Bad smells usually indicate too much nitrogen or too much moisture.

  • Solution: Add dry brown materials and ensure adequate aeration.


Finding rodents or insects in your compost can be troublesome.

  • Solution: Avoid meat/dairy, keep bin covered, and use pest-resistant bins.

Slow Decomposition

If your compost isn’t breaking down, something might be off.

  • Solution: Increase aeration, balance green and brown materials, and maintain moisture.

Pile Too Dry

A dry pile won’t decompose effectively.

  • Solution: Add water or moist green materials and mix thoroughly.

Pile Too Wet

A soggy pile can lead to a slimy mess.

  • Solution: Add dry browns and turn the pile for better aeration.

Making the Final Decision

Choosing the right compost bin ultimately depends on your unique circumstances and needs. Take the time to evaluate your space, waste type, budget, composting goals, and climate. By considering these factors, you can select a bin that will make composting an enjoyable and productive endeavor.

Benefits of Composting

As we conclude our discussion, it’s important to reiterate the benefits of composting. Composting not only provides nutrient-rich amendments for our gardens but also substantially reduces greenhouse gas emissions. It helps recycle waste that would otherwise occupy landfills and can even save us money on fertilizers and soil conditioners.

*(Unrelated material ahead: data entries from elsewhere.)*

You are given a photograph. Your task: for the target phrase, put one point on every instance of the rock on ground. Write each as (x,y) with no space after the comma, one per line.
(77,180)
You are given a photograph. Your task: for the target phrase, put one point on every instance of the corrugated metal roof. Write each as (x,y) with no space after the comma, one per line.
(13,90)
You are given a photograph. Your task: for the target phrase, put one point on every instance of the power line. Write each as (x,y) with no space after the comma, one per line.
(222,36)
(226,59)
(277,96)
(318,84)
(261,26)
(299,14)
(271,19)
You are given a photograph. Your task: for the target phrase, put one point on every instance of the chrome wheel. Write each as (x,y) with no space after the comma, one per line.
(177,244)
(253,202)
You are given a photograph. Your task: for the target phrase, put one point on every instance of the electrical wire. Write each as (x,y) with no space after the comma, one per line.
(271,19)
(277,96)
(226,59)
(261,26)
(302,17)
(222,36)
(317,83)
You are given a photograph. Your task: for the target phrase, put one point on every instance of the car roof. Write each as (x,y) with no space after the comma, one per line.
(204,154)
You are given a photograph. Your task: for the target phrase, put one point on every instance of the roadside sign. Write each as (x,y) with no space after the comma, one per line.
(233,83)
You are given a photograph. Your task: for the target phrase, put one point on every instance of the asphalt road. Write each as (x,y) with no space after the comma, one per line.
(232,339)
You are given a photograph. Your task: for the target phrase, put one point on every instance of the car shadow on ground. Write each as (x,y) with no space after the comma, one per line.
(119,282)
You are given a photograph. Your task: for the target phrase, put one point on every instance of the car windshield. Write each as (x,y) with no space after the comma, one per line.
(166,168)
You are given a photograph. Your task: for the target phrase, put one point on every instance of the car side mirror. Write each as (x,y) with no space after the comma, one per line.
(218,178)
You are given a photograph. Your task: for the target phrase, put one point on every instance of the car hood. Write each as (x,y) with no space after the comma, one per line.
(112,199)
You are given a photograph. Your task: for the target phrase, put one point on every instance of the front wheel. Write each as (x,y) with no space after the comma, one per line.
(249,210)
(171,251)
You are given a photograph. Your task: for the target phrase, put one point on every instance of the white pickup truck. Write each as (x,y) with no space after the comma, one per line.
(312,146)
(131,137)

By composting, we are participating in a cycle of sustainability, turning waste into valuable resources and promoting healthier ecosystems both in our gardens and beyond.


We’ve covered a lot of ground, from the basics of composting to a detailed comparison of various bins. Whether you choose an open bin, enclosed bin, tumbler, worm bin, Bokashi bin, or even trench composting, the most important thing is to start. Composting is a rewarding practice that benefits our environment, our gardens, and our sense of well-being as stewards of the Earth.

So, what type of bin will you choose for composting? Whatever your decision, we wish you the best of luck on your composting journey. Let’s turn our waste into wealth, one bin at a time!